The couple’s two children, who have British and American nationality, attended St Elphin’s School in Derbyshire for a time, but they also lived in New York when Glyn was working as a headline cabaret act for a cruise line providing nightly three-hour cruises on the waters around the city. It was during this period that he set up Cruise Artistes International, a talent production company specialising in entertainment for high-end cruises. Glyn runs the successful company to this day, with the help of Anne, but he has also been preoccupied for the past two decades with the other great project that is very dear to his heart: the creation of a musical based on the life of D H Lawrence.

Recalling his first attempt at staging a musical biography of Lawrence, he said, ‘I wrote the music and the lyrics for a dramatized concert which I called “Country of My Heart” – the phrase Lawrence had used to describe the countryside around Eastwood. Appropriately enough, it was first performed in Eastwood in 2000, with my old friend Keith Thomas directing, Carol Lehan penning the narration and Garth Bardsley and Christiane Noll in the leading roles. Although it was very well received, we knew we needed to develop the script, so I asked Theasa Tuohy to help in writing the book.’

This first shot at a public performance of a musical version of Lawrence’s life was followed by a long period of workshops, further development and re-writes, with Keith Thomas joining in with the book-writing. By 2006, no fewer than six years after that first performance at Eastwood, Glyn had a full-blown musical, which was re-named ‘Phoenix’ and staged at the Guildford School of Acting.

Subsequently, further changes were made and the show was re-named yet again, this time with the eye-catching title of ‘Scandalous!’, complete with exclamation mark. The musical was performed at the Nottingham Playhouse in 2008, where it received nightly standing ovations and was said by the critic of the Nottingham Evening Post to have ‘all the hallmarks of a musical masterpiece’. In the following year, ‘Scandalous!’ was staged at the Jefferson Performing Arts Theatre in New Orleans, where Glyn is a composer in residence. Bart Shatto and Lindsay Hamilton took the leading roles and the composer received the Marquee Theatre Award for ‘Best Original Musical’.

Having attracted praise from many leading figures, including Ben Elton, who felt it ‘told a complex story very winningly’ and Alan Gershwin, son of the legendary George Gershwin, who spoke of its ‘really beautiful songs’, the musical was given a five-day run, in October of this year, at London’s Bridewell Theatre. Because Glyn had been horrified to learn that another musical had the title ‘Scandalous’, the show had been re-named, yet again, as ‘Lawrence – the Musical’, with a strapline containing, not one but three exclamation marks: ‘Scandalous! Censored! Banned!’.

The exclamation marks are entirely fitting for a description of Lawrence’s controversial life, which saw him abandon his childhood sweetheart, who had helped to launch him as a writer, run off with his professor’s wife, Frieda von Richthofen, who had three children, have his books burned, having been labelled as a ‘peddler of pornography’, be accused of spying and hounded out of the country, and be compelled to live a peripatetic existence before dying at the age of 44.

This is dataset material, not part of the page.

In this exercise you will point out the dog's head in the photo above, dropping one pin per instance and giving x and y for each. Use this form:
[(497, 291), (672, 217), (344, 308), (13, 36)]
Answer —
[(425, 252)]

These are the very reasons that made Glyn believe that Lawrence would make an ideal subject for a musical. As he gave me an impromptu performance of the songs he has written for the show, I could sense his justifiable pride, but I expressed amazement that his enthusiasm had not been dampened by the many years spent on development. ‘Not at all,’ he said. ‘The normal gestation period for a musical is ten to fifteen years. In fact, I’m now working on another musical.’

This new composition will be based on the life of George Mallory, the mountaineer who never gave up on his ambition to conquer Everest. Mallory is a fitting subject for Glyn, who has never given up on his own wish to see ‘Lawrence’ performed in the West End. Boosted by encouraging comments from a London director, he is already planning improvements. Glyn is absolutely determined to try and try again until he sees ‘Lawrence’ performed in the West End.